Lavorare nella sanità durante l’epidemia – Intervista ad un operatore socio sanitario

 

Pubblichiamo un’intervista ad un lavoratore che, in pieno svolgimento della crisi di COVID-19, ha deciso di impegnarsi a tempo pieno come operatore socio sanitario. Le sue parole ci offrono uno sguardo dall’interno sulla gestione ospedaliera della crisi e sulle contraddizioni che si è portata dietro, tanto nei confronti dei pazienti quanto dei lavoratori e delle lavoratrici.

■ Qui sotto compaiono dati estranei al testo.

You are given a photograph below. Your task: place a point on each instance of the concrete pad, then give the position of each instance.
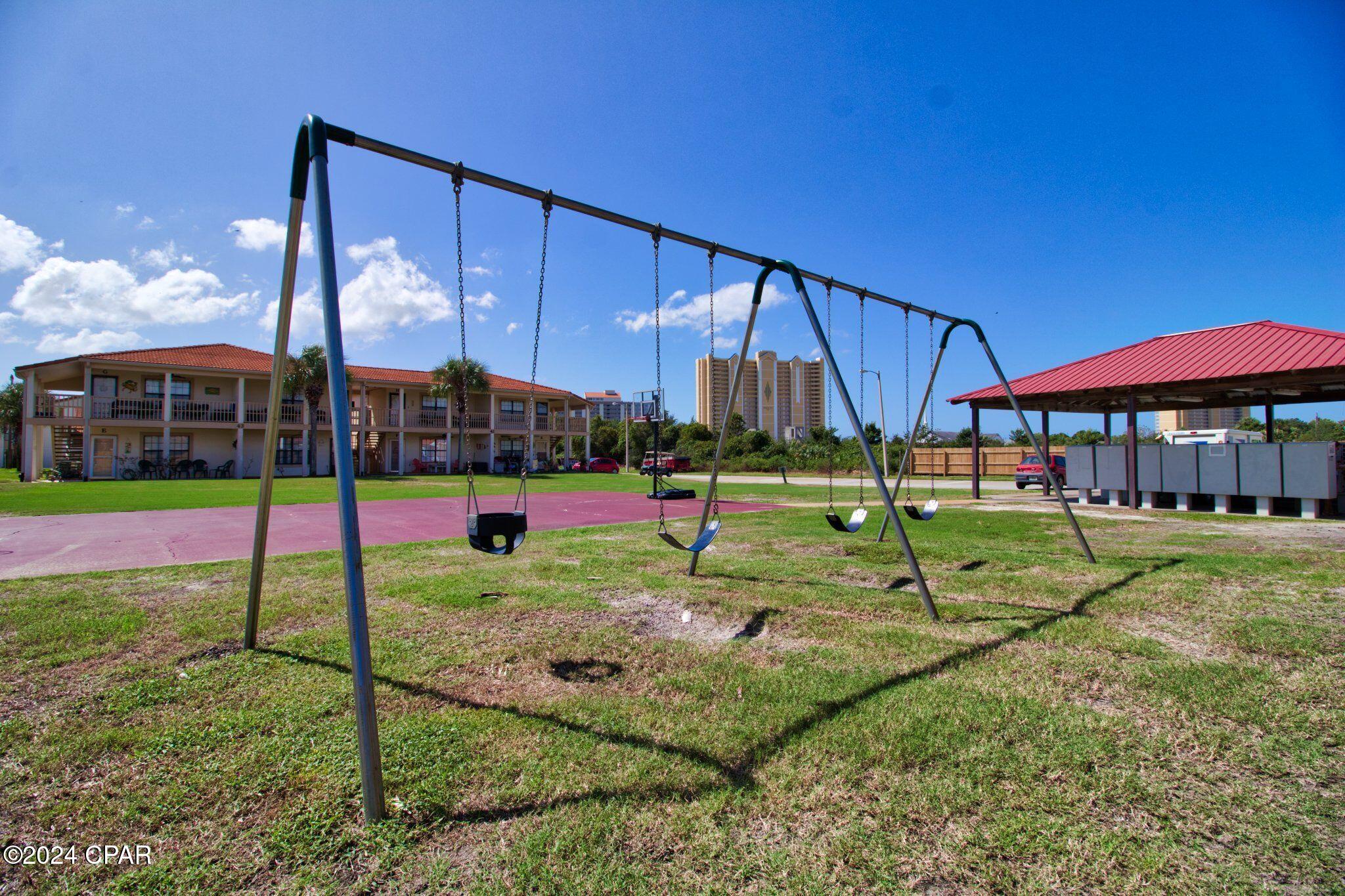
(91, 542)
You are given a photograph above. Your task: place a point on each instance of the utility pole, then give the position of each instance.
(883, 421)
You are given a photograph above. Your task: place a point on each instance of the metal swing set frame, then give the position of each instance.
(311, 156)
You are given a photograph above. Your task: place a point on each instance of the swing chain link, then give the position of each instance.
(931, 408)
(658, 375)
(462, 323)
(911, 448)
(537, 339)
(715, 247)
(864, 435)
(830, 446)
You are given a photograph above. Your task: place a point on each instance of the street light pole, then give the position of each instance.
(883, 421)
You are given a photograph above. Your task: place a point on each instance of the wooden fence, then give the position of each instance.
(957, 463)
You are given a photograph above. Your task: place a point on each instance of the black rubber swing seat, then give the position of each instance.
(671, 495)
(508, 527)
(853, 526)
(701, 543)
(923, 513)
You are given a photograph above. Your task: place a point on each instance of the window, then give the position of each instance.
(152, 448)
(181, 389)
(290, 450)
(433, 450)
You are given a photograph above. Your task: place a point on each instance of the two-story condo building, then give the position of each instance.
(201, 410)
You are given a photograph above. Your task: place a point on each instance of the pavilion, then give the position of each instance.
(1259, 363)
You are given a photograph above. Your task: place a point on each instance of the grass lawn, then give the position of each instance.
(1169, 719)
(37, 499)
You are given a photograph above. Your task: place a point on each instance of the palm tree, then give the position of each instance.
(459, 378)
(305, 373)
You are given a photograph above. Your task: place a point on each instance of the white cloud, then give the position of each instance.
(68, 293)
(87, 340)
(20, 249)
(389, 293)
(732, 305)
(260, 234)
(160, 258)
(6, 322)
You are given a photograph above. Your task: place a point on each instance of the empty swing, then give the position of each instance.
(931, 505)
(861, 512)
(500, 532)
(712, 528)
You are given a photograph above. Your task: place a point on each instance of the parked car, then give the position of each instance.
(1029, 472)
(669, 464)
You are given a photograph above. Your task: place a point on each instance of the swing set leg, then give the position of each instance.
(724, 430)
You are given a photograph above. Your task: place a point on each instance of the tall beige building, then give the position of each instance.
(1202, 418)
(782, 398)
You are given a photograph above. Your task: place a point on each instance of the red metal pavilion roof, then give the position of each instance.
(1228, 364)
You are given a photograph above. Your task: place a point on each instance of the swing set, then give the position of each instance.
(502, 532)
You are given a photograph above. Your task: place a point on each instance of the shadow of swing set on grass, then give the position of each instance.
(502, 532)
(740, 771)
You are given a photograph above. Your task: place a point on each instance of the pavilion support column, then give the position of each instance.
(87, 413)
(401, 430)
(975, 453)
(1046, 448)
(363, 433)
(1132, 453)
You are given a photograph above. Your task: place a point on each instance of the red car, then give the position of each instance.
(1029, 472)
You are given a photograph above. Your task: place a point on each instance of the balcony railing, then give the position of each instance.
(58, 406)
(128, 409)
(188, 412)
(427, 418)
(290, 413)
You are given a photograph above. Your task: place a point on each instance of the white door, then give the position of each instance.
(104, 457)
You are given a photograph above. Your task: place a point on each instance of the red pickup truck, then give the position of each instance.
(1029, 472)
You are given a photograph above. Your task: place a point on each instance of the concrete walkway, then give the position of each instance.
(774, 479)
(89, 542)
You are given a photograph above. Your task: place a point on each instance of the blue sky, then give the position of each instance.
(1076, 179)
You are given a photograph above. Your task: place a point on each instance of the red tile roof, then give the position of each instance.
(248, 360)
(1207, 355)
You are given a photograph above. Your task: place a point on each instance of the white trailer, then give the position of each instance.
(1212, 437)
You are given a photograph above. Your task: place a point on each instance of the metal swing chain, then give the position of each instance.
(462, 323)
(830, 446)
(715, 249)
(537, 339)
(658, 375)
(864, 436)
(911, 446)
(931, 408)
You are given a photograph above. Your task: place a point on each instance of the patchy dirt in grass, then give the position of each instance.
(1176, 636)
(654, 617)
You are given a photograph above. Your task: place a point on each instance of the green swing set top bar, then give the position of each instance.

Che tipo di lavoro facevi prima del lockdown per il Covid-19?

Ho sempre avuto due professionalità, una culturale come bibliotecario, l’altra socio sanitaria (OSS). Fino al marzo 2020 dividevo il mio tempo lavoro in due part time: il primo appunto in biblioteca (presso l’Università degli Studi) il secondo come OSS per il progetto Logos dell’Ufficio Pio, che si occupa del reinserimento sociale di persone a fine pena. Entrambi i lavori sono esternalizzazioni, cioè non ho una rapporto diretto né con Università degli Studi né con Ufficio Pio. Nel primo lavoro per una grossa cooperativa che si occupa del settore culturale (biblioteche, musei, teatri etc.) e nel secondo per un’associazione torinese.

Che lavoro fai ora? Hai voglia di spiegarci cosa ti ha spinto a cambiare?

Attualmente faccio l’OSS a tempo pieno. Quando è scoppiato l’epidemia da Covid l’associazione per cui lavoravo per Ufficio Pio mi ha messo in cassa integrazione, mentre in biblioteca sono passato allo smart working. Ma non mi sentivo bene, chiuso in casa pensando a chi coraggiosamente stava affrontando la situazione e a tutti i malati. Così ho deciso di andare a lavorare in ospedale per portare concretamente il mio sostegno sia ai pazienti, sia al personale ospedaliero appunto.

Hai partecipato ad un bando o sei stato assunto tramite cooperativa?

Ho partecipato al bando straordinario per titoli ed esami della mia regione finanziato con i soldi della protezione civile per un contratto a tempo determinato di un anno e sono risultato essere il secondo in graduatoria. ll bando è stato indetto a metà marzo 2020.

Puoi dirci in che anno hai conseguito l’attestato OSS e se avevi mai svolto questa professione prima d’ora?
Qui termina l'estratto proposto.